Il punto interessante è come ci si arriva: non chiudendo semplicemente gli spazi tra i tasselli (che sarebbe il modo più rapido per snaturare una gomma così), ma ridisegnando la geometria dei blocchi in modo da aumentare gli appoggi senza perdere la capacità di autopulirsi, visto che, fuori dall’asfalto, scaricare fango e detriti rimane il compito principale di questo tipo di pneumatici.
Non un compromesso al ribasso, ma un equilibrio difficilissimo da trovare
In questa seconda generazione si nota anche una logica innovativa nella distribuzione fra spazi pieni e vuoti: l’occhio vede un pattern regolare, ma in realtà la sequenza dei tasselli varia leggermente, proprio per impedire la generazione di armoniche e ridurre così il classico “canto da sirena” di questo tipo di gomme.
Sembra un dettaglio da impallinati, ma bastano cinque minuti su asfalto per sentire la differenza. Una delle sorprese più immediate della prova in Portogallo è stata proprio la silenziosità: per una gomma con tasselli così grossi, il rumore di rotolamento risulta sorprendentemente contenuto.
Sempre in tema di tasselli, guardando la gomma di profilo si nota un lato con un angolo secco, quasi a 90°, e uno più inclinato, a parti invertite fra ruota anteriore e posteriore.
La logica è presto detta: lo spigolo netto tende a lavorare meglio quando si chiede mordente in accelerazione (o in frenata per la ruota anteriore), quello inclinato serve a dare rigidità al tassello per impedire che si deformi sotto l’effetto delle spinte dinamiche.
Sotto la pelle, Continental dichiara anche una carcassa aggiornata. I progettisti hanno voluto mantenere lo stesso profilo, per non stravolgere la sensazione tipica delle TKC 80 storiche, e hanno invece lavorato su struttura e materiali per aumentare stabilità e robustezza.

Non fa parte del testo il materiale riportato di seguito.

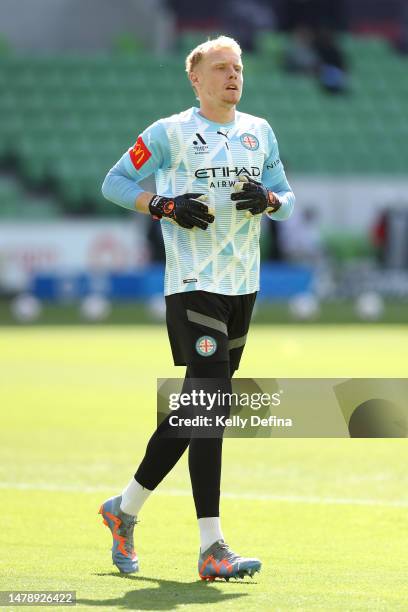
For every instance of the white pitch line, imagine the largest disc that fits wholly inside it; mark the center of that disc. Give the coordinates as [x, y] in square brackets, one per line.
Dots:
[292, 499]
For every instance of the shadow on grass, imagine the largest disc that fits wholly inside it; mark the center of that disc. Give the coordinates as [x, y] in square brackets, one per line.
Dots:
[166, 595]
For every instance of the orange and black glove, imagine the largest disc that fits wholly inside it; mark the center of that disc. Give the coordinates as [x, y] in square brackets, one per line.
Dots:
[187, 210]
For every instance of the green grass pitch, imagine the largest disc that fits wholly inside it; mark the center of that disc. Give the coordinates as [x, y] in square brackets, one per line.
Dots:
[328, 518]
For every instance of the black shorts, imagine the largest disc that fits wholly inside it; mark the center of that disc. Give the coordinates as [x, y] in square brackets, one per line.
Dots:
[208, 326]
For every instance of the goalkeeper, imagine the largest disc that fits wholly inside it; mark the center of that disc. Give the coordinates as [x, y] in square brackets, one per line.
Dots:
[217, 174]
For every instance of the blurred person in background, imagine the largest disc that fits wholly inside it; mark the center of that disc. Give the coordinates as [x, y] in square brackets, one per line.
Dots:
[231, 160]
[243, 20]
[332, 66]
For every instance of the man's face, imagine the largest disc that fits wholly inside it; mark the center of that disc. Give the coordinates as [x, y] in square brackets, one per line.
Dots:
[218, 78]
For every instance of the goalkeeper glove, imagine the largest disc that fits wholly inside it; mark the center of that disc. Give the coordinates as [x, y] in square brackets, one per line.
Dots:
[254, 197]
[186, 210]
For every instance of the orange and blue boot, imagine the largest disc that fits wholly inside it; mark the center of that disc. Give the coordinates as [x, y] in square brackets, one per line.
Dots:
[121, 526]
[219, 561]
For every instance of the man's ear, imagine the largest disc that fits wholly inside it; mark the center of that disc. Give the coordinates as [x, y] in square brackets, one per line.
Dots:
[193, 78]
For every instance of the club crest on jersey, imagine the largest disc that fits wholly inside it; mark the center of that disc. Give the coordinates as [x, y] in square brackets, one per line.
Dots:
[200, 145]
[139, 154]
[249, 141]
[206, 346]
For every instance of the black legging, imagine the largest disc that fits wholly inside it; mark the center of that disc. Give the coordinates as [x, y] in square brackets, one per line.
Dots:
[204, 458]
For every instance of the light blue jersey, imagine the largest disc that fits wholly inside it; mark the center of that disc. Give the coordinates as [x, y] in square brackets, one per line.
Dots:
[189, 153]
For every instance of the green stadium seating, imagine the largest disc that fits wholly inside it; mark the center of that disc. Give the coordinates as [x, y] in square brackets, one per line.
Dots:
[66, 120]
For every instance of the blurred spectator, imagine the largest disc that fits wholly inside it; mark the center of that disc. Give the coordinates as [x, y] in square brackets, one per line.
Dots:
[242, 20]
[311, 13]
[332, 69]
[380, 236]
[300, 55]
[301, 239]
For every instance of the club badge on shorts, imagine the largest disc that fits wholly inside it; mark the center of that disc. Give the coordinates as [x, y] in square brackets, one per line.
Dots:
[206, 346]
[249, 141]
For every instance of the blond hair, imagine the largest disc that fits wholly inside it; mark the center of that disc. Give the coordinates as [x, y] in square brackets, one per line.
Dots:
[196, 55]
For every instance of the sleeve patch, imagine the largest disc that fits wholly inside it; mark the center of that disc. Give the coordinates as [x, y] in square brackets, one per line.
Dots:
[139, 154]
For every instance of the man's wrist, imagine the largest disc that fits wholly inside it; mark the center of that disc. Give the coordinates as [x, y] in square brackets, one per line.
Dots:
[274, 202]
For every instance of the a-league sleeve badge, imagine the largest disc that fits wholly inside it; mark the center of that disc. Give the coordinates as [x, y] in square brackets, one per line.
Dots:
[139, 154]
[206, 346]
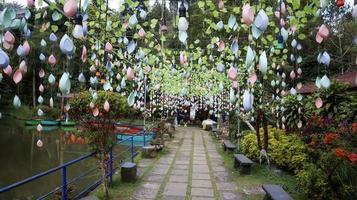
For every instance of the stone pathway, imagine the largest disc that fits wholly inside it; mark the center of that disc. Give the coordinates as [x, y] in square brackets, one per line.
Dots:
[192, 169]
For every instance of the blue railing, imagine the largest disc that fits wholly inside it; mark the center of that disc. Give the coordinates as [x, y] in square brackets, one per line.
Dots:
[65, 182]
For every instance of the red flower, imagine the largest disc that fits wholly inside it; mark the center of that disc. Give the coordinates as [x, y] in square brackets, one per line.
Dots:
[340, 152]
[329, 138]
[353, 158]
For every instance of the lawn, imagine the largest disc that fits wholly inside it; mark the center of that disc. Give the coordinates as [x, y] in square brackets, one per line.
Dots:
[260, 174]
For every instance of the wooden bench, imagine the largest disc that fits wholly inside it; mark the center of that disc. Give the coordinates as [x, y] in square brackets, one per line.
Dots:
[243, 163]
[275, 192]
[228, 145]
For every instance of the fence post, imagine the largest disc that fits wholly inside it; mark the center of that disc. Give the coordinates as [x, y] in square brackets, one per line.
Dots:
[110, 166]
[64, 183]
[132, 149]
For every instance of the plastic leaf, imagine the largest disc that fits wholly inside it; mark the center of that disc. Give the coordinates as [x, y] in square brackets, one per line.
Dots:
[65, 83]
[17, 76]
[247, 100]
[325, 82]
[232, 21]
[263, 63]
[131, 46]
[16, 102]
[51, 79]
[66, 45]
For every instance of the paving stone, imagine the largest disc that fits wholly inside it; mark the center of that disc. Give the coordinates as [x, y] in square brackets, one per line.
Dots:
[200, 169]
[147, 191]
[253, 190]
[179, 178]
[223, 176]
[182, 162]
[176, 189]
[219, 169]
[201, 176]
[202, 183]
[231, 196]
[226, 186]
[159, 171]
[202, 192]
[199, 162]
[201, 158]
[181, 166]
[155, 178]
[179, 172]
[165, 197]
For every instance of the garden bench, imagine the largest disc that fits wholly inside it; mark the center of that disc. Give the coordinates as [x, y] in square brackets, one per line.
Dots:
[275, 192]
[128, 172]
[228, 145]
[243, 163]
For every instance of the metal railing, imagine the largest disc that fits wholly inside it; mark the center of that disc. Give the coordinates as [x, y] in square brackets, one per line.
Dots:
[64, 179]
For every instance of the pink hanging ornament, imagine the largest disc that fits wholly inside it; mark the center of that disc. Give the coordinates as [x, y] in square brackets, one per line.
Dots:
[9, 37]
[84, 54]
[221, 45]
[318, 102]
[235, 84]
[232, 73]
[8, 70]
[106, 106]
[7, 46]
[23, 66]
[141, 33]
[17, 76]
[52, 60]
[221, 5]
[252, 78]
[39, 143]
[95, 112]
[41, 88]
[41, 74]
[108, 47]
[130, 74]
[70, 8]
[26, 47]
[30, 3]
[248, 15]
[51, 102]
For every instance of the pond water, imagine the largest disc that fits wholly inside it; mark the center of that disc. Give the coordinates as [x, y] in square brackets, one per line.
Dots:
[21, 158]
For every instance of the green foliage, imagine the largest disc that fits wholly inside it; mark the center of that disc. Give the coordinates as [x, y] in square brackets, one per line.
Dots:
[287, 151]
[292, 111]
[338, 103]
[312, 181]
[118, 105]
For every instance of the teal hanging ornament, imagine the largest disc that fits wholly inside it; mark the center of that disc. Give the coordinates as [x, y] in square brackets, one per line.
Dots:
[280, 44]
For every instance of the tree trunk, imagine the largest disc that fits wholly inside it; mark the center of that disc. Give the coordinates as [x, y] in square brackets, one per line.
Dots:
[33, 87]
[257, 127]
[104, 176]
[265, 127]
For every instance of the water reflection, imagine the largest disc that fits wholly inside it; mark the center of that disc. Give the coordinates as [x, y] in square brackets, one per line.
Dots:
[21, 156]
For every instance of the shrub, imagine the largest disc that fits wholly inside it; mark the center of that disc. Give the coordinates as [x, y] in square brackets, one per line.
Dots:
[286, 151]
[118, 105]
[312, 182]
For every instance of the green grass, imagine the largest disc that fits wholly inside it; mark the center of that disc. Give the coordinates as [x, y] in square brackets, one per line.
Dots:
[260, 174]
[24, 112]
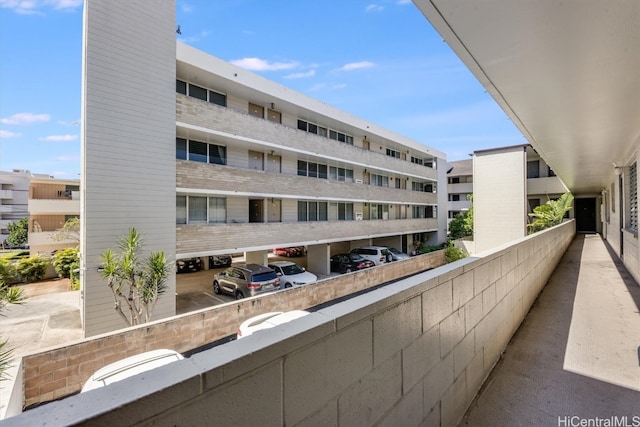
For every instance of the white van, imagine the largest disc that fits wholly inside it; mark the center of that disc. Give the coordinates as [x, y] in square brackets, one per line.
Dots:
[377, 254]
[130, 366]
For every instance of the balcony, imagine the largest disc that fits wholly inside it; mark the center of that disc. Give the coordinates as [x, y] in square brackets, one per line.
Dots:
[226, 179]
[209, 116]
[415, 352]
[546, 185]
[193, 239]
[54, 206]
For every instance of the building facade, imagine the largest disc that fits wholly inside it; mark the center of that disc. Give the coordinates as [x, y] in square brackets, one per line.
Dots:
[52, 202]
[233, 162]
[14, 198]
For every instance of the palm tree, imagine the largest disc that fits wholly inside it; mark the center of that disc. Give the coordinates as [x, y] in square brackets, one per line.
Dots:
[136, 284]
[551, 213]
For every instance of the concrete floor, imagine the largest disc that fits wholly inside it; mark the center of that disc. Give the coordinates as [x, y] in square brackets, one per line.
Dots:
[576, 355]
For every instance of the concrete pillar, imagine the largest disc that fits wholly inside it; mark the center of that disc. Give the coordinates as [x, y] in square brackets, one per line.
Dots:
[318, 258]
[257, 257]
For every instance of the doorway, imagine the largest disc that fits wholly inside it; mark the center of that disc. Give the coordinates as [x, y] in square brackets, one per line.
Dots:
[585, 210]
[256, 210]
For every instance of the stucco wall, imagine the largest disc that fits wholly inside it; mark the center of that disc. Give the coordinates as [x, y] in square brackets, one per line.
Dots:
[413, 352]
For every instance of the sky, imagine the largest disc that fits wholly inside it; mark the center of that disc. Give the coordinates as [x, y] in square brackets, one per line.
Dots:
[377, 60]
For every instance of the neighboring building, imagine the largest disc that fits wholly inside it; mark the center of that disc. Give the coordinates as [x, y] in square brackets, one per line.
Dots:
[459, 187]
[233, 162]
[14, 198]
[533, 181]
[51, 203]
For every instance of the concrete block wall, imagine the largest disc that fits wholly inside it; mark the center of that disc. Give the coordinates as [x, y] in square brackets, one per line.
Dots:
[58, 372]
[230, 123]
[415, 352]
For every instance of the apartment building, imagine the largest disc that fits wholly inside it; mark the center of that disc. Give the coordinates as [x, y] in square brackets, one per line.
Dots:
[459, 187]
[259, 166]
[541, 182]
[14, 197]
[51, 203]
[233, 162]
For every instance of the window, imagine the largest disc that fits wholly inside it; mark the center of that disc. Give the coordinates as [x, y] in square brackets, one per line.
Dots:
[200, 210]
[256, 110]
[312, 170]
[533, 169]
[181, 87]
[181, 209]
[274, 116]
[181, 148]
[633, 196]
[197, 151]
[379, 211]
[217, 210]
[425, 211]
[217, 154]
[379, 180]
[340, 174]
[393, 153]
[312, 211]
[218, 98]
[201, 93]
[197, 92]
[197, 210]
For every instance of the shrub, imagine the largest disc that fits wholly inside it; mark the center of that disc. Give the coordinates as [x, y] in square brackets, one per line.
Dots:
[451, 253]
[31, 269]
[8, 274]
[65, 261]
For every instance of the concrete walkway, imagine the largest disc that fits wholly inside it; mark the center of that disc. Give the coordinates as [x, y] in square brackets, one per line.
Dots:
[576, 356]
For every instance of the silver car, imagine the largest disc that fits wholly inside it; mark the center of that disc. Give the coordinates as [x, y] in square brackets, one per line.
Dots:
[246, 280]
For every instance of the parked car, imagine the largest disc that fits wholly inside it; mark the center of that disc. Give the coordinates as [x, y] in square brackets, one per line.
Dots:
[397, 255]
[129, 367]
[189, 264]
[377, 254]
[291, 274]
[293, 251]
[246, 280]
[346, 263]
[267, 321]
[220, 261]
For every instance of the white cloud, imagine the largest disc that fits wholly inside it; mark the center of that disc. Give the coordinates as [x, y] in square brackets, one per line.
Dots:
[6, 134]
[257, 64]
[356, 66]
[68, 158]
[32, 7]
[25, 119]
[332, 86]
[59, 138]
[374, 8]
[302, 75]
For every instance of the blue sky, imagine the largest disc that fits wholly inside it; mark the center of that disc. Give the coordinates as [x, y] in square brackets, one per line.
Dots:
[378, 60]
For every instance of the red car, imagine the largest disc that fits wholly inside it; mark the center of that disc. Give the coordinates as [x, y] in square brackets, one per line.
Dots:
[293, 251]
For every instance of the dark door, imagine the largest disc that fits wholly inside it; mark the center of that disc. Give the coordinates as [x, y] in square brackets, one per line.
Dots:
[585, 215]
[256, 210]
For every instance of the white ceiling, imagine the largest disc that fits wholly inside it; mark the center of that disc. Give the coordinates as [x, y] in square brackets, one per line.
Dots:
[567, 73]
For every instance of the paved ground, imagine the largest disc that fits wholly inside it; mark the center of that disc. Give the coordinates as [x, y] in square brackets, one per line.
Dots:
[576, 355]
[50, 316]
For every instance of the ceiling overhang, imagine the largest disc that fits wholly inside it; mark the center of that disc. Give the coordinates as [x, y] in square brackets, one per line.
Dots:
[567, 73]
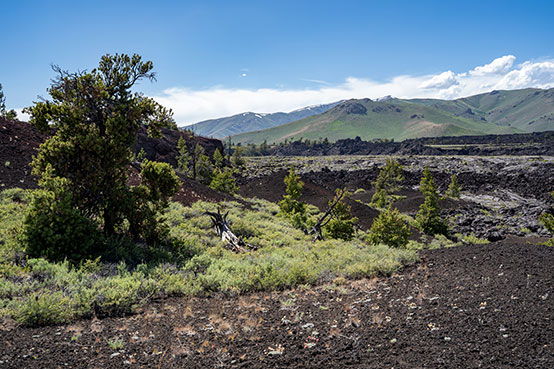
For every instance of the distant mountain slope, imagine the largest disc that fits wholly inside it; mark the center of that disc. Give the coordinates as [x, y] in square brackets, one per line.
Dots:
[247, 122]
[529, 110]
[391, 118]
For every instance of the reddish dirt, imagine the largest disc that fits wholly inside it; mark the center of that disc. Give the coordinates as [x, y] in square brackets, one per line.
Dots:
[488, 306]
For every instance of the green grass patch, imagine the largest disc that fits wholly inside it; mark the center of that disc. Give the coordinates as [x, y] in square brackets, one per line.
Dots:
[39, 292]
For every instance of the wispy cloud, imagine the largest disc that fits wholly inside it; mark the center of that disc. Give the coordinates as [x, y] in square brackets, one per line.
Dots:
[318, 81]
[192, 106]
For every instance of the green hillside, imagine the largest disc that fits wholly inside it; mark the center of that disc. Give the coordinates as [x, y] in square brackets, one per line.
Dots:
[392, 119]
[528, 110]
[246, 122]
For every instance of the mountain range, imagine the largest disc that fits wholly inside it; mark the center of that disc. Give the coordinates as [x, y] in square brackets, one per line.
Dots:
[246, 122]
[496, 112]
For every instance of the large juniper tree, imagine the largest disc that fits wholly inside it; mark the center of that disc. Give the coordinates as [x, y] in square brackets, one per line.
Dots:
[96, 118]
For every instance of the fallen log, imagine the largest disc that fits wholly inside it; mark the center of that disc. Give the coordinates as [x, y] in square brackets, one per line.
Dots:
[223, 230]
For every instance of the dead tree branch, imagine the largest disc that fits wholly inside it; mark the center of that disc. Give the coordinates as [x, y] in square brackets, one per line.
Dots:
[223, 230]
[327, 217]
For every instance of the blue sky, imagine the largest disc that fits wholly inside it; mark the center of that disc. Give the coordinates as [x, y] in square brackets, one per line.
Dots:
[215, 58]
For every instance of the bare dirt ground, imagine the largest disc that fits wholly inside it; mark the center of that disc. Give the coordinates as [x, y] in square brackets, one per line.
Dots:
[489, 306]
[472, 306]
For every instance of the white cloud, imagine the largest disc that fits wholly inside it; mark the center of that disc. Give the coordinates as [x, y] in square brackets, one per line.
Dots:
[192, 106]
[497, 66]
[441, 81]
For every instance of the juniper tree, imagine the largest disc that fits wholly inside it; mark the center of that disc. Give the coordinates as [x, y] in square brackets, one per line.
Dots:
[388, 181]
[547, 220]
[453, 190]
[236, 159]
[224, 181]
[184, 157]
[290, 206]
[341, 224]
[218, 159]
[428, 217]
[390, 229]
[97, 117]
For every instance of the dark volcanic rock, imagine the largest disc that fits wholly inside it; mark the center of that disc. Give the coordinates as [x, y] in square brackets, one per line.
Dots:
[537, 143]
[19, 142]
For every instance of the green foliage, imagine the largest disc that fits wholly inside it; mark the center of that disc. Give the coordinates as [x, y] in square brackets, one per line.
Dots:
[158, 183]
[141, 155]
[388, 181]
[218, 159]
[44, 292]
[97, 118]
[184, 157]
[547, 220]
[224, 181]
[8, 114]
[428, 217]
[341, 226]
[54, 228]
[237, 161]
[389, 228]
[290, 206]
[46, 308]
[454, 189]
[204, 167]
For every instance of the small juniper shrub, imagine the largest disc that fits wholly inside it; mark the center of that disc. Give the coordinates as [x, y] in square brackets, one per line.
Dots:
[290, 206]
[454, 189]
[547, 220]
[54, 228]
[341, 226]
[388, 182]
[390, 229]
[224, 181]
[428, 217]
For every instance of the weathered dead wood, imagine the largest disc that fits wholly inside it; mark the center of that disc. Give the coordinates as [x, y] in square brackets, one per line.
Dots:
[327, 217]
[223, 230]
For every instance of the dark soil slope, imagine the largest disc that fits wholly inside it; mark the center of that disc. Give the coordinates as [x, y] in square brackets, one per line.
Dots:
[489, 306]
[19, 142]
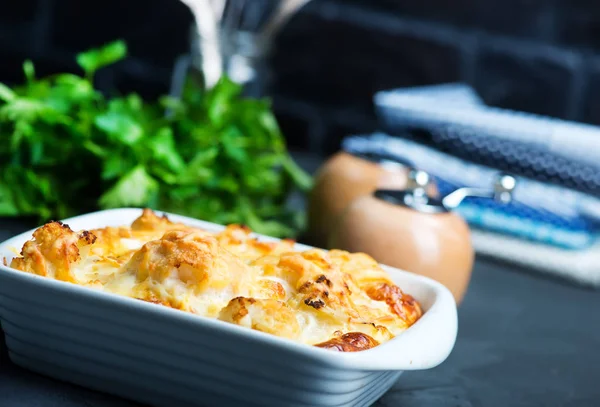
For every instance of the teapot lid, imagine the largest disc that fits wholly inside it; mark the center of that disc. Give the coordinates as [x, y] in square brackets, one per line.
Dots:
[415, 196]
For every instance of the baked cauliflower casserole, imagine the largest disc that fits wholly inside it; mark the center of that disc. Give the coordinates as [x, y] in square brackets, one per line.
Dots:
[331, 299]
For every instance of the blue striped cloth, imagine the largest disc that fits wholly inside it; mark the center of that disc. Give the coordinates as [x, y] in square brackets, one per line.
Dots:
[540, 212]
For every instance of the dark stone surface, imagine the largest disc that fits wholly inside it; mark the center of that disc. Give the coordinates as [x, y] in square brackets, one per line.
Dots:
[523, 18]
[591, 108]
[14, 12]
[579, 24]
[156, 31]
[537, 80]
[330, 61]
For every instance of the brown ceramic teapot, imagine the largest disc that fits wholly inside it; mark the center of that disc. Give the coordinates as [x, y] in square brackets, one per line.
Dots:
[412, 231]
[345, 177]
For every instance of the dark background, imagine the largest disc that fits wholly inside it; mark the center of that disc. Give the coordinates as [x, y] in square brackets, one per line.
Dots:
[540, 56]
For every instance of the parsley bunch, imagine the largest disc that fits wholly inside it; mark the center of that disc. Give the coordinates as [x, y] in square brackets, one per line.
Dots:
[67, 149]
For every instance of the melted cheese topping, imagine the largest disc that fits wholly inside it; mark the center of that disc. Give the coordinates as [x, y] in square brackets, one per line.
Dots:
[332, 299]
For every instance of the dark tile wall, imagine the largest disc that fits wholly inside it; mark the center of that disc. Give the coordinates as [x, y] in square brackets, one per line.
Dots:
[541, 56]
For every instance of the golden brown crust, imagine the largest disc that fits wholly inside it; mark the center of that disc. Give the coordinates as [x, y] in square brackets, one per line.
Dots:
[238, 239]
[350, 342]
[270, 316]
[311, 296]
[403, 305]
[52, 251]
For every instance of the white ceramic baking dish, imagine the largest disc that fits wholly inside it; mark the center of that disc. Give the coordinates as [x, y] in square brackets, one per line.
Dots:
[165, 357]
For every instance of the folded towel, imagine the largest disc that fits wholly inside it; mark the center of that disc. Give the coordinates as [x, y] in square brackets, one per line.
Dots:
[546, 227]
[440, 108]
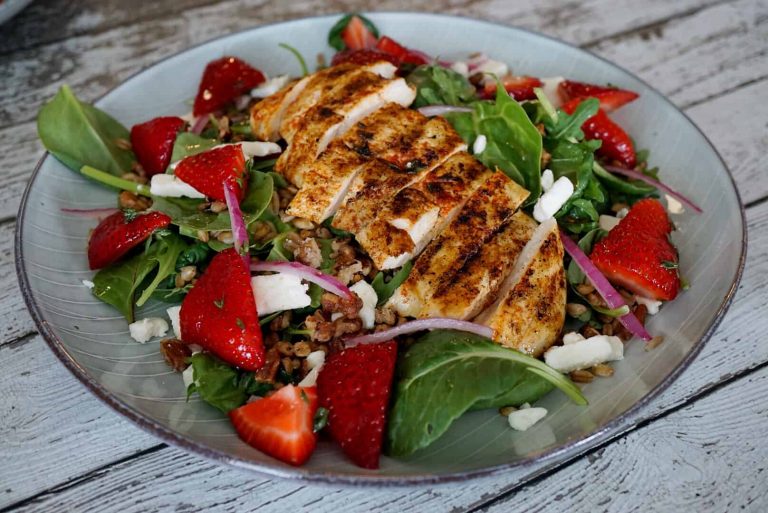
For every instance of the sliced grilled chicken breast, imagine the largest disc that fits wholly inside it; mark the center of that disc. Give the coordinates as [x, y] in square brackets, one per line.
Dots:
[530, 310]
[484, 213]
[475, 286]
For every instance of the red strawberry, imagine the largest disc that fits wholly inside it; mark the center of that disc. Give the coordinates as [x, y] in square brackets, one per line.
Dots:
[617, 146]
[281, 424]
[119, 233]
[519, 88]
[638, 255]
[362, 57]
[354, 385]
[219, 313]
[611, 98]
[208, 171]
[153, 140]
[357, 36]
[224, 80]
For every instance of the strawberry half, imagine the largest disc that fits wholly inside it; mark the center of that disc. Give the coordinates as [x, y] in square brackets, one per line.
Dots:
[281, 424]
[357, 36]
[354, 384]
[117, 234]
[611, 98]
[224, 80]
[638, 255]
[152, 142]
[617, 146]
[208, 171]
[219, 313]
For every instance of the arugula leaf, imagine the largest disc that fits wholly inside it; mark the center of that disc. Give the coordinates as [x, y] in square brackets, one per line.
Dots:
[436, 85]
[79, 134]
[334, 36]
[466, 371]
[514, 144]
[385, 289]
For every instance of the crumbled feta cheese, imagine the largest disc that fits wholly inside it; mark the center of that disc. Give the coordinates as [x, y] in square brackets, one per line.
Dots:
[608, 223]
[522, 419]
[585, 353]
[572, 337]
[171, 187]
[270, 87]
[369, 297]
[479, 145]
[174, 313]
[547, 180]
[145, 329]
[277, 292]
[550, 202]
[650, 304]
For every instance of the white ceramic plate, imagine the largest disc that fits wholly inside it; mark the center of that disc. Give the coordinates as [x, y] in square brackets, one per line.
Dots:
[92, 339]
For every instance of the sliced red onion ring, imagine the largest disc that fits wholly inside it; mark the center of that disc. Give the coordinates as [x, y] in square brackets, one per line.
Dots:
[612, 298]
[307, 273]
[434, 323]
[91, 213]
[239, 232]
[439, 110]
[637, 175]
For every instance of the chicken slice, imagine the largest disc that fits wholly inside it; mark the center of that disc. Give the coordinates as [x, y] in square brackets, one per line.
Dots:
[475, 286]
[530, 310]
[484, 213]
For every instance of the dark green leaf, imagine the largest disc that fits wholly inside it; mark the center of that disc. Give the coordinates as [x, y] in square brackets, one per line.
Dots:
[79, 134]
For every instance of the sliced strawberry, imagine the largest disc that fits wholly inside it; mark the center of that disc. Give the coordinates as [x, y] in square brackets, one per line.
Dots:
[617, 146]
[357, 36]
[354, 385]
[208, 171]
[363, 56]
[281, 424]
[519, 88]
[152, 142]
[638, 255]
[611, 98]
[119, 233]
[219, 313]
[224, 80]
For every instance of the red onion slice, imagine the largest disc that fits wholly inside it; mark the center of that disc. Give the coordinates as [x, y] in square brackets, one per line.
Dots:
[603, 287]
[439, 110]
[637, 175]
[434, 323]
[307, 273]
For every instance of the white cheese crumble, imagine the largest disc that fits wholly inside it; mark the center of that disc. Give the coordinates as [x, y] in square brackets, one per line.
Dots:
[585, 353]
[270, 87]
[277, 292]
[369, 297]
[145, 329]
[174, 314]
[550, 202]
[650, 304]
[169, 186]
[524, 418]
[479, 145]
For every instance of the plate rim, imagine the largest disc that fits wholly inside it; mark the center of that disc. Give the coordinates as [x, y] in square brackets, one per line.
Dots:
[551, 458]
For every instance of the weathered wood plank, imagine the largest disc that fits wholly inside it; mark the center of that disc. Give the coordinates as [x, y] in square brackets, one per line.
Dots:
[188, 480]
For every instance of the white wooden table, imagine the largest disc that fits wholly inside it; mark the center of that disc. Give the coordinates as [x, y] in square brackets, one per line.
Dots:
[701, 446]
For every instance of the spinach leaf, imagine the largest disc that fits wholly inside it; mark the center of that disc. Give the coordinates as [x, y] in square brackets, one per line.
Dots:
[334, 36]
[513, 145]
[436, 85]
[466, 371]
[385, 289]
[79, 134]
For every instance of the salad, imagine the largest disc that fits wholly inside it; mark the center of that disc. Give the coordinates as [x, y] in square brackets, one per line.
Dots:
[375, 248]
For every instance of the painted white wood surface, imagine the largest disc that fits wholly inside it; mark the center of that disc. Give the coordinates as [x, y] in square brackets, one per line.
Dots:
[61, 449]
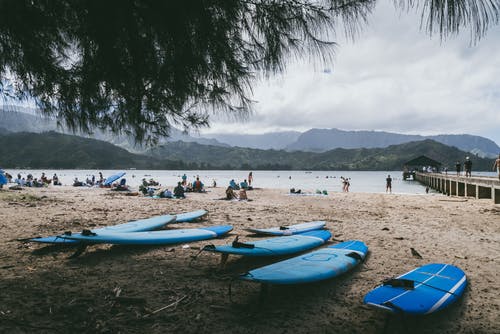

È il genere di intervento che ha senso perché oggi le maxienduro portano in giro potenze e masse che una gomma tassellata deve saper gestire senza deformarsi e possibilmente con una resistenza maggiore a tagli e forature, dato che pietre aguzze e fondi rotti non fanno sconti.
Il rumore di rotolamento risulta sorprendentemente contenuto
Anche la mescola è nuova e nasce per far convivere tre desideri che normalmente cozzano l’uno con l’altro: resa sul bagnato, durata e prestazioni off road. Il bagnato, soprattutto, è storicamente il capitolo più difficile per questa gomma. Continental promette un grande passo avanti, ma durante la prova organizzata in Portogallo il meteo è stato fin troppo gentile e quindi non possiamo pronunciarci.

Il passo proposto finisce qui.